- Humans have held some form of funeral service for those they have loved and lost throughout time it would seem. Grief comes naturally and is very painful to suffer and a funeral service is an opportunity to express and share that grief with friends and family.
- A religious service is an opportunity to pray for the soul of the person you have lost and to connect with your God on a personal level thereby reducing the sense of total loss.
- If it is a non-religious service it helps to acknowledge that someone we love has died and the gathering for the service of friends and family provides a support system.
The sort of funeral service will depend on a variety of aspects not least of course the desire of the deceased person. I have known people who have passed over who have planned their funeral service to the last detail, choosing the hymns, speakers, guests, their choice of flowers, even where the wake should be held. Others don’t wish to discuss it or even think about it and leave it to their family or friends to decide. It’s a very personal matter and some people don’t want to think about death or anything associated with it. Perhaps death and the prospect of leaving the world behind frightens them. Whatever the reason it’s their choice.
If there are no plans or requests in place by the deceased then it is often the nearest and dearest who decide on the type of funeral service and it is often based on the knowledge of and the relationship with the deceased. My mother would never discuss funeral arrangements, satisfied that she had made a will stating her wishes for her estate and she had put in place a power of attorney, she would laugh and say, “make sure you have a party and the girls wear pretty dresses” so we did our best and knowing that she loved red roses her coffin was covered with them!
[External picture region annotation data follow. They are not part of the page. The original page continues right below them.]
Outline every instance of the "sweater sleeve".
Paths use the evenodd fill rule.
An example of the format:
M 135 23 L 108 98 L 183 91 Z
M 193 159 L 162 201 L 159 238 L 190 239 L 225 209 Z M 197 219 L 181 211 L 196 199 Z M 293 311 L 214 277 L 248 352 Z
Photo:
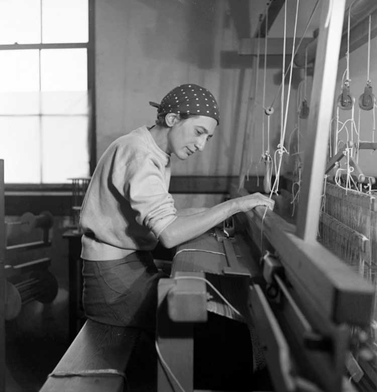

She had been a war time bride and so the music in the church was one of her war time favourites,
‘We’ll meet again’ and I hope we will. She had lived a long and happy life. Of course, it’s very different if someone has died tragically in an accident or prematurely of illness, or even before they’ve had a life, at birth or shortly afterwards. However someone dies or at whatever age, the loss for those that loved them goes deep and whatever sort of funeral service is decided upon, be it a large gathering or an intimate small gathering, it is, in my opinion an occasion for a very special opportunity to say a final Goodbye and as we celebrate every birth of a new life so we are able to celebrate the joy of having known and loved the person we’ve lost at whatever type of funeral service we or they choose.